Orasa is now officially in existence. At an event held at Hotel Verde recently Orasa was formally launched to the organics waste industry, industry players and the public in general. With the first organics ban due to come into effect in 2022 it is just in time to build capacity in the organics industry.
Hotel Verde was chosen as the launch venue primarily because of its green credentials. A clever design and use of sunlight, photovoltaic panels, and wind turbines are just some of the innovations. These are well thought out and cost money so are not mere greenwashing.
Under the stewardship of Dawie Meiring, the Systems and Sustainability Manager, Hotel Verde has put an organics program in place. The hotel tracks the food wastage and through consultation with the chefs has managed to reduce food wastage by an incredible 98%!
The main speaker was Salim Haider, Head of WWF’s Policy and Futures Unit. Titling his talk “The benefits of Improved Resource Management” Salim placed organics recycling in a global context and spoke holistically of the issues.
Melanie Ludwig, the chairperson of Orasa, then set out its goals: education, legislation and implementation. Education will stress separation at source as a fundamental principle. Once organic waste is mixed up with other waste or recyclables it is virtually impossible to separate again. Imagine, if you will, mixing plate scrapings and coffee grinds with plastic, paper and general waste.
Education will also include providing information via the website and through regular seminars and articles in the media. The next seminar on bio-degradable plastics is scheduled for September.
Orasa will build capacity, providing a platform for industry members to meet and talk. It will also aim to foster entrepreneurs in order to build capacity in the industry. Recycling is an industry which can create jobs very quickly.
Lastly, Orasa intends to lobby government, something which has already been doing. Membership is open to most parties with an interest in organic recycling. Manufacturers of equipment and packaging, service providers, transporters and processors of waste. Admission can be done through the website. At the moment there are branches in Cape Town and Johannesburg and more will follow.
Organic (food) waste is a world wide problem. In South Africa some estimates suggest we are wasting up to 40% of the total food supply. This in a country where an estimated 14 million people go to bed hungry every day. It is everyone’s problem.
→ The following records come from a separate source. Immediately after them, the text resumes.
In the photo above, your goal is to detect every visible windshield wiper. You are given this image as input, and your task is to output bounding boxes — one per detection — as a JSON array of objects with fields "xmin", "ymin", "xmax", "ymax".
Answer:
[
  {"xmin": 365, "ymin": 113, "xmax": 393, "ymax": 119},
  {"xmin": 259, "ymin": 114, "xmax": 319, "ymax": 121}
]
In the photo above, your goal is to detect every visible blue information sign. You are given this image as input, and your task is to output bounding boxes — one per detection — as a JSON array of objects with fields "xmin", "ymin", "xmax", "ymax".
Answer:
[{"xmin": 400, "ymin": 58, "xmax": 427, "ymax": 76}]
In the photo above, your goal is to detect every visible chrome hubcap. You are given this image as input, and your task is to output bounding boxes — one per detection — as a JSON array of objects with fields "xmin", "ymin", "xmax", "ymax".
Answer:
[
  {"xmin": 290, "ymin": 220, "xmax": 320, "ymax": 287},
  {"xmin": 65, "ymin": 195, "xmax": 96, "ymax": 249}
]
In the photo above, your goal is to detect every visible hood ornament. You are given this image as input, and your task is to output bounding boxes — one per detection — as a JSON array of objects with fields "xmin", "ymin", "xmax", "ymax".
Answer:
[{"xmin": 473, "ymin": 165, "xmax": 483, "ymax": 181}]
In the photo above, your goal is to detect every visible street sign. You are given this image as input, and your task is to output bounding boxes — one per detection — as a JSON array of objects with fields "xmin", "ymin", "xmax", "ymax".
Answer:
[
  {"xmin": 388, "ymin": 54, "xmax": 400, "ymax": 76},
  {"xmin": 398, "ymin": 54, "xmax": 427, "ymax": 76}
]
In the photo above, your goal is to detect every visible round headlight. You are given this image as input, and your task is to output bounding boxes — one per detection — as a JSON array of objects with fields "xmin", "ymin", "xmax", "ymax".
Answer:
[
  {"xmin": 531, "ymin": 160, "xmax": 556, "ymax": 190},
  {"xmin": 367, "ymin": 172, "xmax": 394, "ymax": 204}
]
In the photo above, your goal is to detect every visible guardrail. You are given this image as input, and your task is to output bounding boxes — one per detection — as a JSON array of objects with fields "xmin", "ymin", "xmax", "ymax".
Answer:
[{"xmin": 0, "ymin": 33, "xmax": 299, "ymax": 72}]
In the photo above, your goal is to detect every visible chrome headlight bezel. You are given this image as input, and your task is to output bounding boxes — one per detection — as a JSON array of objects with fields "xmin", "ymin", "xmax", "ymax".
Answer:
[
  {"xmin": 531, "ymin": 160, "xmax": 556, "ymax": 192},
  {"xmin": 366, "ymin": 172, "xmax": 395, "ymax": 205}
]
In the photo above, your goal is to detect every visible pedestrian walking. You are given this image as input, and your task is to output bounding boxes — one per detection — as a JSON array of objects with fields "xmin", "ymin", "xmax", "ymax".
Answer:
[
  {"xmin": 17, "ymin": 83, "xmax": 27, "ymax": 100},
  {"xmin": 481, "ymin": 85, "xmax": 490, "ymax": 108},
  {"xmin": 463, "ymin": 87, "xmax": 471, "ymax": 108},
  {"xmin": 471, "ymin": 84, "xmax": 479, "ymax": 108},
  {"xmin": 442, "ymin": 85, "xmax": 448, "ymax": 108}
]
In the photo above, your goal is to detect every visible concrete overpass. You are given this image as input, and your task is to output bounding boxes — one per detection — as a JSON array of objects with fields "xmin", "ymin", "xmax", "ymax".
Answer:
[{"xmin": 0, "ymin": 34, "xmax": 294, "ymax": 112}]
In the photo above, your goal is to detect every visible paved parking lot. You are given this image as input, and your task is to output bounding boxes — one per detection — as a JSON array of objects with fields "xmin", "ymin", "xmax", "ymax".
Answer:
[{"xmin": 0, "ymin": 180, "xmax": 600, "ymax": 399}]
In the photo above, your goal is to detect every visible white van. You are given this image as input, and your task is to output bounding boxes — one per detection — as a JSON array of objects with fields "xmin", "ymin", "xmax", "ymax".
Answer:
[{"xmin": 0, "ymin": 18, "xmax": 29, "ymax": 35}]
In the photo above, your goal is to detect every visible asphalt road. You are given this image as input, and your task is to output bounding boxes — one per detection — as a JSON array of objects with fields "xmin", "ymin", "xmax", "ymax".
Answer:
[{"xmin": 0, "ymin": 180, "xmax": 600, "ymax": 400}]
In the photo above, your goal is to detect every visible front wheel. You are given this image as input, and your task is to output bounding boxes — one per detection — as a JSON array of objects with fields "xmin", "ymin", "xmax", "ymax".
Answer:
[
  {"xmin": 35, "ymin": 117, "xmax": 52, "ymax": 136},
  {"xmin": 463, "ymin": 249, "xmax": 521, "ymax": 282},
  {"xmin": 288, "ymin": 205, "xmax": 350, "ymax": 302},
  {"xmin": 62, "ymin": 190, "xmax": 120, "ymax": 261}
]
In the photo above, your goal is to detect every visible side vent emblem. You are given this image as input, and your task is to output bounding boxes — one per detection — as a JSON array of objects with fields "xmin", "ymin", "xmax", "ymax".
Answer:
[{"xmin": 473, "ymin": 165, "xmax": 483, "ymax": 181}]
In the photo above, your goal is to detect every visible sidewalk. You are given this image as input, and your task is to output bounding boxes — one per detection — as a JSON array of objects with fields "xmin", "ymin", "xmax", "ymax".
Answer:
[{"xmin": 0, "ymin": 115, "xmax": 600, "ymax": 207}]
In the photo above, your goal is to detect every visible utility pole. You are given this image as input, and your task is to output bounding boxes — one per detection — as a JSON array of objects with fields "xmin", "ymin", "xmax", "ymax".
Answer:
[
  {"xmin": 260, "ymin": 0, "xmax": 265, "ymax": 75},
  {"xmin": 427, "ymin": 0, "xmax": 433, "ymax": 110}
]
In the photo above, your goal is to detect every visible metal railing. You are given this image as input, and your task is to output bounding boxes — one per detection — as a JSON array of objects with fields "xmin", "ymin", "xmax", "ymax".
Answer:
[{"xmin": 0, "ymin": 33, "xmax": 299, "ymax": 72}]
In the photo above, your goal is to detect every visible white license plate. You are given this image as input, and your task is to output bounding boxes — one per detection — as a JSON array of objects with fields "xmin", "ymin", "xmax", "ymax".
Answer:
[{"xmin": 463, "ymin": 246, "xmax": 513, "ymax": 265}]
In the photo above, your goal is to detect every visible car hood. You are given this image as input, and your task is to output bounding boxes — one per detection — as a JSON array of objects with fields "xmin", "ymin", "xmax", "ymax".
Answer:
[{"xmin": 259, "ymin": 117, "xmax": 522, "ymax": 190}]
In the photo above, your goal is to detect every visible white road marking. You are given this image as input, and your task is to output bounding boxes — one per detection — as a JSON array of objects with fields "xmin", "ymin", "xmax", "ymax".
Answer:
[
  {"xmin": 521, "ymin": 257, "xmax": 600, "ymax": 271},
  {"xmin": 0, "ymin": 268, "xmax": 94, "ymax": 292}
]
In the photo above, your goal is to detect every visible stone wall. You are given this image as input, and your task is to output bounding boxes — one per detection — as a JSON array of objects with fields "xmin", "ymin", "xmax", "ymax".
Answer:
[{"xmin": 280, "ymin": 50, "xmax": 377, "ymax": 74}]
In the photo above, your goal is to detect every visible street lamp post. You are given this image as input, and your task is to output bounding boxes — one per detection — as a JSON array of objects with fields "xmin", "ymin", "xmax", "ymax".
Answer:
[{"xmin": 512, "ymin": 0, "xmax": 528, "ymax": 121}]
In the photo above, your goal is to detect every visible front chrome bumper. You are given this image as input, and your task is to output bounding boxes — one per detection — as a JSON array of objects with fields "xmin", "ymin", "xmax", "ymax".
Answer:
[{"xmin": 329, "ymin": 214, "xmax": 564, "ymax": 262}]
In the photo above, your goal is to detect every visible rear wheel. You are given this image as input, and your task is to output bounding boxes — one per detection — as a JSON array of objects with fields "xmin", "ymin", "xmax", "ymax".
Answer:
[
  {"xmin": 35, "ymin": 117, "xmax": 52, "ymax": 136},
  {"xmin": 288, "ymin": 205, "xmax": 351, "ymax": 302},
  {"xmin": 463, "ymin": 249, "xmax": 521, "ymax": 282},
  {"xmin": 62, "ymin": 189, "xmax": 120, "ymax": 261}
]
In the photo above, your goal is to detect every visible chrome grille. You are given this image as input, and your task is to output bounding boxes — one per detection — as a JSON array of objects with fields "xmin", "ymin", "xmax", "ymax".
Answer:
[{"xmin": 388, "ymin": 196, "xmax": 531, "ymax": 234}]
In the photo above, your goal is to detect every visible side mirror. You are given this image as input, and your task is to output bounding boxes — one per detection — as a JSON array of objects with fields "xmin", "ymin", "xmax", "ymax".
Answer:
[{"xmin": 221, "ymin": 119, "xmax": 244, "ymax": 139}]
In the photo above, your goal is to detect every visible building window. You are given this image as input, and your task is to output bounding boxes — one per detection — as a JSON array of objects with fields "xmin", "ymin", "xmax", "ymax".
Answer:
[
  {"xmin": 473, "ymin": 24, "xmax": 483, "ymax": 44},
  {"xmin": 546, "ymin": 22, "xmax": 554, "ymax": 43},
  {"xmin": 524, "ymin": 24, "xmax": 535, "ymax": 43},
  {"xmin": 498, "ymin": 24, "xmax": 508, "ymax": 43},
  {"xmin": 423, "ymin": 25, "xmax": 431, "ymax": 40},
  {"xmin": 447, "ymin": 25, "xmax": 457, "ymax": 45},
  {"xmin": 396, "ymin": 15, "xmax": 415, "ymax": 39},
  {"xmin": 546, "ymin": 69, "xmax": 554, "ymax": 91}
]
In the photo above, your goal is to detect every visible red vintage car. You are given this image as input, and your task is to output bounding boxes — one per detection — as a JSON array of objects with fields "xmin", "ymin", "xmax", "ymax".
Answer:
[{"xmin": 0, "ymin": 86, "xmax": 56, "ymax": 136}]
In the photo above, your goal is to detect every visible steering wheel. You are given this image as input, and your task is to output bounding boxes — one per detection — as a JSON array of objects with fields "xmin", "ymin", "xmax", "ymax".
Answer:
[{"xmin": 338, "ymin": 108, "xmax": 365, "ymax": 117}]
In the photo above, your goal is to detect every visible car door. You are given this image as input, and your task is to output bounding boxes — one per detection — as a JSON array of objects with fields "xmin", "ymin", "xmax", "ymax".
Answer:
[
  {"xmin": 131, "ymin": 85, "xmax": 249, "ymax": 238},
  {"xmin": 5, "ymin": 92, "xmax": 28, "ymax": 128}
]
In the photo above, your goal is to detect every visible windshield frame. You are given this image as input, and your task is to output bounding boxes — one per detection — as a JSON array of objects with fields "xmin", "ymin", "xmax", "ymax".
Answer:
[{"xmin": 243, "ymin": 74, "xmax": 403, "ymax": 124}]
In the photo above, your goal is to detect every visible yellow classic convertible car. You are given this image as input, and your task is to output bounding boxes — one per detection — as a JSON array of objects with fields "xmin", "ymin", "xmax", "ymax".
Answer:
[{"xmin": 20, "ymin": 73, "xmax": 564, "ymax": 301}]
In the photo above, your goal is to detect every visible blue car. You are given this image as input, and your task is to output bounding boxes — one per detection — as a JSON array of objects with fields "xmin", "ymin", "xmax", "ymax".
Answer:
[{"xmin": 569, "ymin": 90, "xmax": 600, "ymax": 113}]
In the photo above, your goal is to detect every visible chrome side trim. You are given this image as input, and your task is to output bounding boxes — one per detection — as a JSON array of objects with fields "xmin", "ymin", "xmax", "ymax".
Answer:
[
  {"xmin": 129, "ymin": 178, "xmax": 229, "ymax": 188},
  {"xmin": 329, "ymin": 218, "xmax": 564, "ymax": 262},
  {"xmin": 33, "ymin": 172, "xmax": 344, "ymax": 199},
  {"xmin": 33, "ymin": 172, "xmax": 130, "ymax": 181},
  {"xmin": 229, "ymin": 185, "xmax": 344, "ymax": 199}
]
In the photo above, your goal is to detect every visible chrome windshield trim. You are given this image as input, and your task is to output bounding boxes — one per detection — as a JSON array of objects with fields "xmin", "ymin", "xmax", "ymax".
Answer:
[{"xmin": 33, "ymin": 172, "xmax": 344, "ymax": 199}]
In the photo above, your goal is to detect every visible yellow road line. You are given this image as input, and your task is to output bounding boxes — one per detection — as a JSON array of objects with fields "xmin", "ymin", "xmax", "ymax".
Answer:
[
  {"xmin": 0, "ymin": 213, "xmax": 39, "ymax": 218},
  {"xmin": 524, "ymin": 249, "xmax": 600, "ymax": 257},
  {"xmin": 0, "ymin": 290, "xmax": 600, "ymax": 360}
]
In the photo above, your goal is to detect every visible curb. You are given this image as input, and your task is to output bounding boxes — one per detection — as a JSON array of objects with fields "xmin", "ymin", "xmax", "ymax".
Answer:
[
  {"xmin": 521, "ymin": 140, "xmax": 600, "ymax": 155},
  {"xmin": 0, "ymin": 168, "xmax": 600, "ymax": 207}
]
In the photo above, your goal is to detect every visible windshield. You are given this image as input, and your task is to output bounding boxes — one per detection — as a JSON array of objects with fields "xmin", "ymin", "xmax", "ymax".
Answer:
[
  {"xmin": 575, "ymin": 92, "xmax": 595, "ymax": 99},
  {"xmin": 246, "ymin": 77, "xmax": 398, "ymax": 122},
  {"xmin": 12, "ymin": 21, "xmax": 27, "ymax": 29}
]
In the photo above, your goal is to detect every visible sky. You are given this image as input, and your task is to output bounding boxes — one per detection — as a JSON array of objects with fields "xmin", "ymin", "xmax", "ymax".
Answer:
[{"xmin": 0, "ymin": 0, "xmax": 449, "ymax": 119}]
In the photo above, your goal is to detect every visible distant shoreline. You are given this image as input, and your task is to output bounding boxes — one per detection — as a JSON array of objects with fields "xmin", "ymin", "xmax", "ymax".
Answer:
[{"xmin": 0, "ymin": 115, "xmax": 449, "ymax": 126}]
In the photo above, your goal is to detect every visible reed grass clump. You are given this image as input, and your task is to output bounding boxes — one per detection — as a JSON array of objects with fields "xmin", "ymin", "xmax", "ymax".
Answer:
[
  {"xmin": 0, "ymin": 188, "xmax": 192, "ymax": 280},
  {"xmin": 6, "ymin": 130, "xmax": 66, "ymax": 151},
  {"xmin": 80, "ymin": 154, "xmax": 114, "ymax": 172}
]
Orasa can only deal with a portion of the organic waste. Food banks, distribution of food from supermarkets – we need The Good Samaritan bill to be signed into law – the farmers and producers all have a part to play. As a society we need to change the way we use food and waste less.
What is wrong with ugly looking vegetables, do they all have to look perfect? Those master chefs, the French, don’t think so and have a number of Inglorious Fruit and Vegetables campaigns.
The most important thing, however, is to divert organic waste from landfill. In the Western Cape this will start in 2022 when 50% has to be diverted. The other 50% has to be diverted by 2027(Recycle Reg April 2018). No doubt the rest of the country will catch up at some stage.
In order to achieve these goals we need to change the logistics of the major supermarkets and build the capacity of fly farmers, digesters and composters. At the moment, as an industry, we are unable to cope. This is what Orasa will address on behalf of the organics industry.
Despite our appalling waste South Africa manages to lead the world in some of our recycling statistics eg plastic. Can we hope for the same with Orasa? South Africans regularly show they are capable of anything. I believe with the people we have we have there is a possibility of being a world leader in organic waste management also.